Pada suhu 95 oC molekul DNA mengalami denaturasi sehingga strukturnya

berubah dari untai ganda menjadi untai tunggal. Suhu kemudian diturunkan

menjadi 50 oC sampai 60 oC. Pada kisaran suhu ini akan terjadi annealing atau

penempelan primer. Primer forward dan primer reverse akan berkomplemen

dengan posisi komplemen masing- masing. Setelah kedua primer tersebut

menempel di posisi masing-masing, enzim Taq polymerase mulai mensintesis

molekul DNA baru dari ujung 3’ masing-masing primer ke ujung 5’. Sintesa

molekul DNA baru ini terjadi pada suhu 72 oC. Proses ini disebut dengan

ekstensi. Siklus PCR biasanya berlangsung sebanyak 30 - 35 kali (Muladno,

2002).

Polymerase Chain Reaction memiliki keunggulan yang cukup banyak

karena kesederhanaan teknis dan waktu yang di tawarkan serta dapat di terapkan

kegunaanya di segala bidang biologi, yang memungkinkan dalam penjelasan


rangkaian DNA spesifik dari target DNA yang tidak dapat terdeteksi (Erlich 1989,

Innis etal, 1990) . Dengan menggunakan metode PCR ini lebih fleksibel dan dapat

bekerja hanya dengan menggunakan satu bulu berkualitas, dibandingkan

menggunakan teknik molekuler hibridisasi berlabel untuk memeriksa DNA

genom dengan memeriksa kromosom W spesifik atau mengidentifikasi keturunan

multigen dengan kelompok spesifik kromosom W. Metode molekuler ini sangat

lambat dan melelahkan karena memerlukan jumah DNA yang relatif besar serta

kebanyakan melibatkan penggunaan radioisotope.


BAB III

PENUTUP

A. Kesimpulan

Jenis kelamin pada unggas dapat diidentifkasi menggunakan beberapa

pendekatan, diantaranya: (a) pengamatan tingkah laku, (b) ada tidaknya brooding

patch, (c) perbedaan dalam pola morfometrik, (d) pemeriksaan gonad

menggunakan laparoscopy, dan (e) pemeriksaan kromosom jenis kelamin.

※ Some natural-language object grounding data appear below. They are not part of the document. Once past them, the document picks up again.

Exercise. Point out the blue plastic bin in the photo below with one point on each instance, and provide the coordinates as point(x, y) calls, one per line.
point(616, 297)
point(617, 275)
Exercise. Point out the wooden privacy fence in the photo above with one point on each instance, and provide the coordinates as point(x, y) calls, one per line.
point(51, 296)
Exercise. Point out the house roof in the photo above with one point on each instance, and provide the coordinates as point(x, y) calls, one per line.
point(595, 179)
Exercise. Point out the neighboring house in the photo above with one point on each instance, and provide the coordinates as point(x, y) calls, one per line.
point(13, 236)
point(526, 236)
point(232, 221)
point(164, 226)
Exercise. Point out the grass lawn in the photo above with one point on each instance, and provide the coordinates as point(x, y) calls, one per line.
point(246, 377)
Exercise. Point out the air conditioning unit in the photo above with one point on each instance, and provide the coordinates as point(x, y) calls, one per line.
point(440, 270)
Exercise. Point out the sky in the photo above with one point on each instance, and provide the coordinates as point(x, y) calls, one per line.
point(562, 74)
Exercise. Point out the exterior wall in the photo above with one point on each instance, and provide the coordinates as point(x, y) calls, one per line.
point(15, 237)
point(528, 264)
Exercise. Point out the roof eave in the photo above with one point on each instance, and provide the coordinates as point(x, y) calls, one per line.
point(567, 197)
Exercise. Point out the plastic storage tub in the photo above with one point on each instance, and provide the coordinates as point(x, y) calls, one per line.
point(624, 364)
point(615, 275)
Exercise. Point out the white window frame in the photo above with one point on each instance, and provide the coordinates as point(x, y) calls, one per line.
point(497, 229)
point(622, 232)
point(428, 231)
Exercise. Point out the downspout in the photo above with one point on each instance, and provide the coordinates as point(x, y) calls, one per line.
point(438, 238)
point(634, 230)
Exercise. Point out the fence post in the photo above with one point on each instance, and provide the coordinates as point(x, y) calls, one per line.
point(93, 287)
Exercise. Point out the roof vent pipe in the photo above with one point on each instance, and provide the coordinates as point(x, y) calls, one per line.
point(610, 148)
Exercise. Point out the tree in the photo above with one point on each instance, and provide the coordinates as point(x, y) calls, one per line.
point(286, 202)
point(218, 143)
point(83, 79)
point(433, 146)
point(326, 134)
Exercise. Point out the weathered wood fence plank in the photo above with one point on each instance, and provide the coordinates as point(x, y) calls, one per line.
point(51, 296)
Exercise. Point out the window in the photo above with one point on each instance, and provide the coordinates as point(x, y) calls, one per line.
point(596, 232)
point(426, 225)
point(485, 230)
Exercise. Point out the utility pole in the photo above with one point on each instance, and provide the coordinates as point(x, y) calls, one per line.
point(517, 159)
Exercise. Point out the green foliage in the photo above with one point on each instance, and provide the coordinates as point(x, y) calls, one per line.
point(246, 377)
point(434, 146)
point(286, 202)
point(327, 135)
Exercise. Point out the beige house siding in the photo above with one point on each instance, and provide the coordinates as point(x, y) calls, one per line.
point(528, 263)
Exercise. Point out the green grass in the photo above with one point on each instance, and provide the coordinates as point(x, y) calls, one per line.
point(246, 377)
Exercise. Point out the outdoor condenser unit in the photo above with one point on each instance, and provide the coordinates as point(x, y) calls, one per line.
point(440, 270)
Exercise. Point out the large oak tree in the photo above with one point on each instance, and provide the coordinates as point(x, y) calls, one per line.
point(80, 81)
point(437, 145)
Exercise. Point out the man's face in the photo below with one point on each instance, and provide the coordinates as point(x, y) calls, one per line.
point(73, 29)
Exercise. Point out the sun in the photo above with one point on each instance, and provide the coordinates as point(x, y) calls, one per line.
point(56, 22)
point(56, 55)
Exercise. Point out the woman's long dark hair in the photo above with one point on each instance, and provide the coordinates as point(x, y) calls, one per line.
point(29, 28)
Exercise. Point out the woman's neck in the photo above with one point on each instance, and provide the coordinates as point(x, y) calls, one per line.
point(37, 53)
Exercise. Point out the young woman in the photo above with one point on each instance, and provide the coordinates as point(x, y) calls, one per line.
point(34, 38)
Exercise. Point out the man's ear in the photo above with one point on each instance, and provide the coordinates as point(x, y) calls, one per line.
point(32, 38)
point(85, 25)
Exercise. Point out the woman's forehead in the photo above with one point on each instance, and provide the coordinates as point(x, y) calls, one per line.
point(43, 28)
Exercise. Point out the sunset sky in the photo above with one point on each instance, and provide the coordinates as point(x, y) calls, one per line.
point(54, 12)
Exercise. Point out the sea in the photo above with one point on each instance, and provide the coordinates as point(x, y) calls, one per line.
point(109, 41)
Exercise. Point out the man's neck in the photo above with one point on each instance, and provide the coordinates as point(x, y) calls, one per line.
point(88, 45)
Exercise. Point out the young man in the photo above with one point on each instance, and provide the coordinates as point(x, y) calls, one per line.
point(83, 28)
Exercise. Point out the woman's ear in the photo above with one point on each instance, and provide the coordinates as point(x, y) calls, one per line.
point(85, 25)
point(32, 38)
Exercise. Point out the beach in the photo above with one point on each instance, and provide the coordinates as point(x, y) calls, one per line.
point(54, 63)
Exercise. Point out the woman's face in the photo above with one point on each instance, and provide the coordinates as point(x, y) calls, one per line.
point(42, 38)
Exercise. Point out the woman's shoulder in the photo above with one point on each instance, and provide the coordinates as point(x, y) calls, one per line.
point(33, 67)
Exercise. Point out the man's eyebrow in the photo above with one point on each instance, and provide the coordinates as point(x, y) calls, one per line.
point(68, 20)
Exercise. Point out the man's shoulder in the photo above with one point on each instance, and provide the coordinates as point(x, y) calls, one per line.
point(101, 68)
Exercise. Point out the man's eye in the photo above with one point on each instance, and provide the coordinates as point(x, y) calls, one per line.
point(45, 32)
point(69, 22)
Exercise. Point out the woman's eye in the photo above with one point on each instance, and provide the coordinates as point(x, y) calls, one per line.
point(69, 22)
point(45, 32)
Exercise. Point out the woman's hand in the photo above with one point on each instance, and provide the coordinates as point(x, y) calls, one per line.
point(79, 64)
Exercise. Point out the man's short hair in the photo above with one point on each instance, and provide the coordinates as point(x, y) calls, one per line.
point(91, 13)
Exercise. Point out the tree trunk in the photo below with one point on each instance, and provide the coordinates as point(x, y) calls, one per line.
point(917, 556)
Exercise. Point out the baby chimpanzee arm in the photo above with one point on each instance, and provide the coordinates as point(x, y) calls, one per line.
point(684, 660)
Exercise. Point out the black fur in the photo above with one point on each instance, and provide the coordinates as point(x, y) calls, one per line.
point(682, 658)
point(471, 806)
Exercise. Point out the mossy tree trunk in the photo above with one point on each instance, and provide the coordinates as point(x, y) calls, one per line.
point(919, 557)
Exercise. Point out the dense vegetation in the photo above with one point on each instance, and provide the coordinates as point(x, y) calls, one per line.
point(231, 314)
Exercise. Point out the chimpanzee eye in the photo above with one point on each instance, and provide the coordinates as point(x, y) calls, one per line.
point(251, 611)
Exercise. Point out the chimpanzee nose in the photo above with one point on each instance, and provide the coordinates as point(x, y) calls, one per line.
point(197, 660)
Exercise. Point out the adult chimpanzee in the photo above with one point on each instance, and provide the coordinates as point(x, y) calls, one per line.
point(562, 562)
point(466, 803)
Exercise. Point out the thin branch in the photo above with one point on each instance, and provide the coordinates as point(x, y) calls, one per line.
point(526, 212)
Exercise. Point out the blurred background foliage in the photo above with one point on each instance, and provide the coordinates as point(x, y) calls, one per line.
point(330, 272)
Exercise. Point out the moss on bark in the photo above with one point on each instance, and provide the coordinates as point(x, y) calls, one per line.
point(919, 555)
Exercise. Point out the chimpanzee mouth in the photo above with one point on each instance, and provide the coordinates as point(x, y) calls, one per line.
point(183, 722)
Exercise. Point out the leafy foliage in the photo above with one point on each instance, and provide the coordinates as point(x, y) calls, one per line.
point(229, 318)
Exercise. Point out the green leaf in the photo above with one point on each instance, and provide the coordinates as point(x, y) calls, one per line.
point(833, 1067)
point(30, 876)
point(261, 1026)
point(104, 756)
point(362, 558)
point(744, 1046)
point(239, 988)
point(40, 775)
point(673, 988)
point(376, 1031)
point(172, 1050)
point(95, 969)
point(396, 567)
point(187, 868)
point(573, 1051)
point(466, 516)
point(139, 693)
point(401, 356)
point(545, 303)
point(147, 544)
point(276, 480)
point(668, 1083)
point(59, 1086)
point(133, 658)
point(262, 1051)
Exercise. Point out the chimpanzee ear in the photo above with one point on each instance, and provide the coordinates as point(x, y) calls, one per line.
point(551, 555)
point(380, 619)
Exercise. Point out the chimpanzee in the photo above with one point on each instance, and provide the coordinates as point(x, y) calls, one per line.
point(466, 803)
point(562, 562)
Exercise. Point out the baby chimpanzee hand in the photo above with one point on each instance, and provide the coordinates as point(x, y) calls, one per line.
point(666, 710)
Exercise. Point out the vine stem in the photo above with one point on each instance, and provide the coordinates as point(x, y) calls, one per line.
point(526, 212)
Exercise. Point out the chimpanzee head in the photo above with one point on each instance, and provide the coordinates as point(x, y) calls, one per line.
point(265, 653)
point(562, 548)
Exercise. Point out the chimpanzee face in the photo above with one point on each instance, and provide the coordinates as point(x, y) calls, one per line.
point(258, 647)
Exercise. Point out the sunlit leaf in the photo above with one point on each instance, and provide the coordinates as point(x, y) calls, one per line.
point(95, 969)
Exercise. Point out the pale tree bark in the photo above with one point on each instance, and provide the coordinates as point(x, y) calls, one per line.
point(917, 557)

Metode pertama dan kedua dapat diterapkan secara umum hanya pada musim

kawin, dan analisis morfometrik dapat menimbulkan bias. Selain kelima metode

tersebut, dapat juga dilakukan autosexing. Metode autosexing dapat dilakukan

untuk membedakan jenis kelamin unggas dari pertumbuhan bulu, warna bulu, dan

warna kerabang telur. Ayam jantan akan memiliki frekuensi alel pertumbuhan

bulu lambat yang lebih tinggi daripada ayam betina.


DAFTAR PUSTAKA

Isyana. 2012. Skripsi. Penentuan Jenis Kelamin Pada Kelas Aves Menggunakan

Metode Polymerase Chain Reaction (PCR). Departemen Ilmu

Produksi Dan Teknologi Peternakan Fakultas Peternakan Institut

Pertanian Bogor. Bogor.

Yustisianti. 2014. Skripsi. Identifikasi Gen CHDZ Dan CHDW Berbasis Bulu

Pada Burung Parkit (Melopsittacus Undulatus ) Untuk Menentukan

Jenis Kelamin Dengan Metode PCR (Polymerase Chain Reaction).

Fakultas Kedokteran Hewan Universitas Airlangga. Surabaya.